When you get older, your body’s energy usage will not require a lot of food, but it must have enough energy. This can be observed from the elderly who live to be a hundred years old or more.

They usually have a small body size, a good weight, are not fat, and if we eat less or do IF (Intermittent Fasting), the body will have an Autophagy process, which is the collection of dead cells, bad cells (Cell Death), which will make us healthy and live longer.

Sugar is poison, the more you eat, the older you get.  

According to medical science, when sugar enters cells in excessive amounts, the process of Advance Glycation End Products (AGEs) will occur, which are sticky sugar molecules that stick to cells, attach to proteins that are important to the body, or collagen, causing the skin to wrinkle easily. They can also attach to important proteins in the brain, increasing the risk of Alzheimer’s disease.

Choose to eat carbohydrates that are not refined, 

such as unpolished rice, brown rice, riceberry, sweet potatoes, taro, pumpkin, various grains, and carrots. These foods are complex carbohydrates that will slowly release energy throughout the day, making you feel full and satisfied for a long time.

Avoid high-sugar fruits. 

Although fruits contain vitamins and minerals, you should choose fruits that are not too sweet. Fruits with a high glycemic index (High Glycemic index) such as dates, watermelon, pineapple, and mango will cause inflammation in the body. You should choose fruits with a low glycemic index (Low Glycemic Index) that are not too sweet (Low Glycemic Index) such as avocados, cherries, apples, and strawberries.  

Choose colorful fruits and vegetables 

because different colored fruits contain different antioxidants and vitamins, such as:

Eggplant, purple color, provides Anthocyanin which protects skin pigments, making skin stronger. 

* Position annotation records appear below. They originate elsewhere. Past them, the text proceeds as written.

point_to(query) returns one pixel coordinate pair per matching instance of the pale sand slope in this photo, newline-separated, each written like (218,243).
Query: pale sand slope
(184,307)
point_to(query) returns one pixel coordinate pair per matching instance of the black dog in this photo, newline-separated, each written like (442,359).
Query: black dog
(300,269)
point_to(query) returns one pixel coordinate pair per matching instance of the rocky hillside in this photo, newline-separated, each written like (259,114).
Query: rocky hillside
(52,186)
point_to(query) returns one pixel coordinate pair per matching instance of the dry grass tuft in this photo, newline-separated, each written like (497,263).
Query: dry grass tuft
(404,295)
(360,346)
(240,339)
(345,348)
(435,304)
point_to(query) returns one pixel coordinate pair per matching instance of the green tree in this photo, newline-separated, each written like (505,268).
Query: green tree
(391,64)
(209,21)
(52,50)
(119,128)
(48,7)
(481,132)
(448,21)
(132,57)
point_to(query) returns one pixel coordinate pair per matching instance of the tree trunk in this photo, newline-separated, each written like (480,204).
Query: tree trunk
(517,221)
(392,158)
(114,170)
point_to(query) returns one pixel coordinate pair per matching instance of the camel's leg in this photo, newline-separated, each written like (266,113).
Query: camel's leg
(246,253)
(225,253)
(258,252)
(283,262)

The red color from tomatoes comes from Lycopene. Tomatoes must be heated to release Lycopene. It helps prevent prostate cancer in men. In addition, Carotenoid comes from 

Yellow vegetables, carrots, pumpkin and Alpha-carotene is found in green vegetables.

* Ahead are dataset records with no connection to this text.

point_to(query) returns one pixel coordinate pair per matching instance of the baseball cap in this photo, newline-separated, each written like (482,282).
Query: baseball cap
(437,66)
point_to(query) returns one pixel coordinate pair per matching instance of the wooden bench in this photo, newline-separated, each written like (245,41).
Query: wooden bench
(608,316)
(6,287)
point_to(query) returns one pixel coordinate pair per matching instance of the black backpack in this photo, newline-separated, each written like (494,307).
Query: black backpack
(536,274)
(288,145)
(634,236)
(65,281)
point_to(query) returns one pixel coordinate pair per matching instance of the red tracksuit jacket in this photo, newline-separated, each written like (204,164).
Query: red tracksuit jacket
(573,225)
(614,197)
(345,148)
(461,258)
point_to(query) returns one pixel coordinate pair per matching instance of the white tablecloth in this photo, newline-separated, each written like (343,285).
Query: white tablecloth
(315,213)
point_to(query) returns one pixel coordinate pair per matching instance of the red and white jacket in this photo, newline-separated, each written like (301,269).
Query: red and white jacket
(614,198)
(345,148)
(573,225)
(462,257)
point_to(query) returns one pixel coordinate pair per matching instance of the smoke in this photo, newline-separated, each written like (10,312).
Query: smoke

Choose high-quality protein , such as protein from fish, eggs, beans, mushrooms, and seaweed. For chicken eggs, if eaten properly, such as boiled, steamed, or blanched, not fried or stir-fried with a lot of oil, it will not cause the body’s cholesterol levels to increase.

You should not eat the same food repeatedly because you will get the same nutrients and vitamins repeatedly. The nutrients are insufficient and other necessary vitamins are lacking. 

Choose good fats such as avocado, olive oil and nuts. Eat alkaline foods to help cells function more easily, such as green leafy vegetables.

Avoid processed foods , hot dogs, sausages, bacon, and foods in this Ultra-Processed Food group, including artificial sweeteners, because they can increase the risk of depression and anxiety by up to 49%.

All of these are recommendations from medical experts, which both men and women can start doing right away. You don’t have to wait until you are old to slow down premature deterioration. Also, don’t forget to exercise regularly, drink enough water, and avoid alcoholic beverages to reduce the rate of illness.